The given family of curves are

$x^{2}+y^{2}=c$

Differentiating w.r.t. $x$ , we get

$2 x+2 y(d y / d x)=0\\ x+y(d y / d x)=0 ...(i)$

Replacing

$\frac{d y}{d x}\ by \ \frac{\frac{d y}{d x}-\tan 45^{\circ}}{1+\frac{d y}{d x} \tan 45^{\circ}}= \frac{\frac{d y}{d x}-1}{1+\frac{d y}{d x}}$

in Eq. (i), we get

$x+y\left(\frac{\frac{d y}{d x}-1}{1+\frac{d y}{d x}}\right)=0$

$\begin{aligned} &x\left(1+\frac{d y}{d x}\right)+y\left(\frac{d y}{d x}-1\right)=0 \\ &\Rightarrow \quad(x+y) \frac{d y}{d x}=(y-x) \\ &\Rightarrow \quad \frac{d y}{d x}=\frac{y-x}{y+x} \quad \ldots(\mathrm{ii}) \end{aligned}$

which is a homogeneous differential equation.
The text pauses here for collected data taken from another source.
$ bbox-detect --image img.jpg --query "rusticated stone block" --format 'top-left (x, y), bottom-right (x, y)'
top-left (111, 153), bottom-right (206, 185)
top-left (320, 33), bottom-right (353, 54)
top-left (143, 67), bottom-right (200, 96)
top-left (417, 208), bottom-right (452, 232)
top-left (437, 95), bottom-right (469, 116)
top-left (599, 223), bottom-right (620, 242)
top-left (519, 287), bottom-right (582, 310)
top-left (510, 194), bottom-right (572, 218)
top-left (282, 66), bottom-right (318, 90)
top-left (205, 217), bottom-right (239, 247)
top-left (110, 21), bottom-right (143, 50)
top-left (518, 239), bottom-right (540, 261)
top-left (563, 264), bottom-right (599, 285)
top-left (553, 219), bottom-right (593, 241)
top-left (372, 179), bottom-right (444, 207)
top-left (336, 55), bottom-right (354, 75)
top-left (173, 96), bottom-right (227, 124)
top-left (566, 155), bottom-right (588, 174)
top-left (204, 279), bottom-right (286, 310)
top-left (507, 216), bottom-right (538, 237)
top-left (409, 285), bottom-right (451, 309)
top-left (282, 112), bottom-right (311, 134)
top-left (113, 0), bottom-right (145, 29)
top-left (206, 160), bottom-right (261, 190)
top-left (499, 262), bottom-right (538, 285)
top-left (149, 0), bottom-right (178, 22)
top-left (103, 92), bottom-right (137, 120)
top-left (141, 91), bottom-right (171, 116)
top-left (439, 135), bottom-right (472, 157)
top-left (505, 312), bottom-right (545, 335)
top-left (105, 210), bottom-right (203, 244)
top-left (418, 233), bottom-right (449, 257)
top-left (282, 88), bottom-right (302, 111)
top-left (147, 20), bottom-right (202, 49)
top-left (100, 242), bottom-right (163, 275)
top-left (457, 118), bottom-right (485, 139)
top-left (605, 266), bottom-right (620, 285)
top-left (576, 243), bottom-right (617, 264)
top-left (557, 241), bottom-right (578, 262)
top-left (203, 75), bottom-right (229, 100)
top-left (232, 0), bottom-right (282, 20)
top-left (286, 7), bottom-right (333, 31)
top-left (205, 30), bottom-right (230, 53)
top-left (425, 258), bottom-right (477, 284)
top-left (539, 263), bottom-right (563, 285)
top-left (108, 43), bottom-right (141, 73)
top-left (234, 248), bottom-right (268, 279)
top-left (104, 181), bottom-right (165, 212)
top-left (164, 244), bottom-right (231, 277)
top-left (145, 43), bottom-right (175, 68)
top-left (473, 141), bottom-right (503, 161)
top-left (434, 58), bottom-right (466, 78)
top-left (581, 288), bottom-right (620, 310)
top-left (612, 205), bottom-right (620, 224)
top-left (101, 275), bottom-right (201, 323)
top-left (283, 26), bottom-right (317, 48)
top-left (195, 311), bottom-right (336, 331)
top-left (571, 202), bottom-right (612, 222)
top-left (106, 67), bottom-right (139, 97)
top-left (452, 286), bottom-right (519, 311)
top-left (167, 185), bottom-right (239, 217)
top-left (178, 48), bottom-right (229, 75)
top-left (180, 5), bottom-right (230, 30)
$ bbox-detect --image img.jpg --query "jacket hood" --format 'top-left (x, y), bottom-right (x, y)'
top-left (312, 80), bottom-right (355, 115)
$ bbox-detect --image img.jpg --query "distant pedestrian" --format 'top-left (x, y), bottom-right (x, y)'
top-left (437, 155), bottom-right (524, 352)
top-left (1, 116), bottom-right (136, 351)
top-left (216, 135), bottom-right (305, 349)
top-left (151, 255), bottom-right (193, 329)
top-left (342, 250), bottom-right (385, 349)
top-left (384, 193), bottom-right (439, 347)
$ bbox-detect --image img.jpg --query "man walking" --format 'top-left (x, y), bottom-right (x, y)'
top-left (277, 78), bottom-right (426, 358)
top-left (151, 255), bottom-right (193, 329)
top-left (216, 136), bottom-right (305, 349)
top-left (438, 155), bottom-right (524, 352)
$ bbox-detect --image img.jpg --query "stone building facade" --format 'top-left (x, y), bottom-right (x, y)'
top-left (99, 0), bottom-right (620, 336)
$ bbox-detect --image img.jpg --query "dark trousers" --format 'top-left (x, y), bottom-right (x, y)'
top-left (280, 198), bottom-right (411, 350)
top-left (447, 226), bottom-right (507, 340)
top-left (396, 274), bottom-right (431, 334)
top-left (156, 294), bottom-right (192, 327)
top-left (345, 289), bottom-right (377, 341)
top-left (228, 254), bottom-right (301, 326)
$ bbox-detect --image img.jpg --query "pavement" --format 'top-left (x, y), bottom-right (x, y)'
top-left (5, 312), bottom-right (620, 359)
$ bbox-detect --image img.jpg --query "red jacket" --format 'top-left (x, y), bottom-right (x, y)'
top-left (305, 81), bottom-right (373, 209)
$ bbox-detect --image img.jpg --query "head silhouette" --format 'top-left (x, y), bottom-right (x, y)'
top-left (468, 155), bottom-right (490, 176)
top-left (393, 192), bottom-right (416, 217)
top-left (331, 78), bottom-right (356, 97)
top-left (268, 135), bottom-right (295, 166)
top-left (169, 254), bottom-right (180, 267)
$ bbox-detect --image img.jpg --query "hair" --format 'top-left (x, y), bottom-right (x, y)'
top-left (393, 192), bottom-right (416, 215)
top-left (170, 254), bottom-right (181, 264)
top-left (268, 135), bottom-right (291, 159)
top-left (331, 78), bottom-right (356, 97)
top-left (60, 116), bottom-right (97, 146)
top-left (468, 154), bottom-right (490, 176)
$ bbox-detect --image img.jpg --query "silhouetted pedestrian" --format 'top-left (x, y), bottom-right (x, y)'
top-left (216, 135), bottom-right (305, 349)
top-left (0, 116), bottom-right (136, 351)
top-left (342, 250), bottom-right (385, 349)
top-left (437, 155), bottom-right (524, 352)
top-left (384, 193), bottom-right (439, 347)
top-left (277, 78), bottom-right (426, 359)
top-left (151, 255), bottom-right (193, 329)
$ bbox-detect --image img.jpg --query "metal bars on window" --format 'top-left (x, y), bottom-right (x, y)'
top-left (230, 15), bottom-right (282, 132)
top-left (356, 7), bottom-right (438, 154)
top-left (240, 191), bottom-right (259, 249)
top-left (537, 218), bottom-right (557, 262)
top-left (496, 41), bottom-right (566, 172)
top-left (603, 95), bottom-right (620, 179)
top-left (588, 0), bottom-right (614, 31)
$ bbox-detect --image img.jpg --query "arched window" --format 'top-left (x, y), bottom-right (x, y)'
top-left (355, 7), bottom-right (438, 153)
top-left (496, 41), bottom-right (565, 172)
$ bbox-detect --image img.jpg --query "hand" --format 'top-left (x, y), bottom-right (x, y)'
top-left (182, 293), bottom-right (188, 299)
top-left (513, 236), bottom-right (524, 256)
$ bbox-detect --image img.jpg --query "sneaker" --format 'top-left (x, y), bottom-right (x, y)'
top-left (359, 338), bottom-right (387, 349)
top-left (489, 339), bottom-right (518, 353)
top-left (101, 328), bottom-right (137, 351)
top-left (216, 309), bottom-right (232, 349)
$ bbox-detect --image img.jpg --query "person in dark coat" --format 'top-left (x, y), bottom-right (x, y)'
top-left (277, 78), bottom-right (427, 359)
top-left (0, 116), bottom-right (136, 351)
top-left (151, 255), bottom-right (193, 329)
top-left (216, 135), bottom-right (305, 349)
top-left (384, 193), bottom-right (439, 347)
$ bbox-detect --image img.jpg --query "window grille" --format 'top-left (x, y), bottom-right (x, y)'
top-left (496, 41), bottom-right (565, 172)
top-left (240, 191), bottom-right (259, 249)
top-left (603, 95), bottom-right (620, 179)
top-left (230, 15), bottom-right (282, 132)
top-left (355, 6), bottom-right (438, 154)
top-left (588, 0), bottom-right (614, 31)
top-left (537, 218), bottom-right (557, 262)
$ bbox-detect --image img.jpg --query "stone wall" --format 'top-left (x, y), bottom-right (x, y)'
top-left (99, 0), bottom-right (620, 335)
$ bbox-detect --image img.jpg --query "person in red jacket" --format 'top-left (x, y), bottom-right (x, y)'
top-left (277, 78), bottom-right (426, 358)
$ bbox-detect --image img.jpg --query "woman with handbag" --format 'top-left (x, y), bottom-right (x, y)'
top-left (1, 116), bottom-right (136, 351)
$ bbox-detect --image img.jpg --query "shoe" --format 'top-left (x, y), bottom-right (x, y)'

$\begin{aligned} &\text { Put } y=v x \Rightarrow \frac{d y}{d x}=v+x \frac{d v}{d x} \\ &\Rightarrow \quad v+x \frac{d v}{d x}=\frac{v-1}{v+1} \\ &\Rightarrow \quad x \frac{d v}{d x}=\frac{v-1}{v+1}-v=\frac{v-1-v^{2}-v}{v+1} \\ &\Rightarrow \quad\left(\frac{v+1}{v^{2}+1}\right) d v=-\frac{d x}{x} \end{aligned}$

Integrating, we get

$\begin{aligned} &\frac{1}{2} \log \left|v^{2}+1\right|+\tan ^{-1} v=c_1-\log x \\ &\Rightarrow \quad \log \left|x^{2}+y^{2}\right|+\tan ^{-1}\left(\frac{y}{x}\right)=c_1 \end{aligned}$

Which is the required isogonal trajectories of the given family of curves.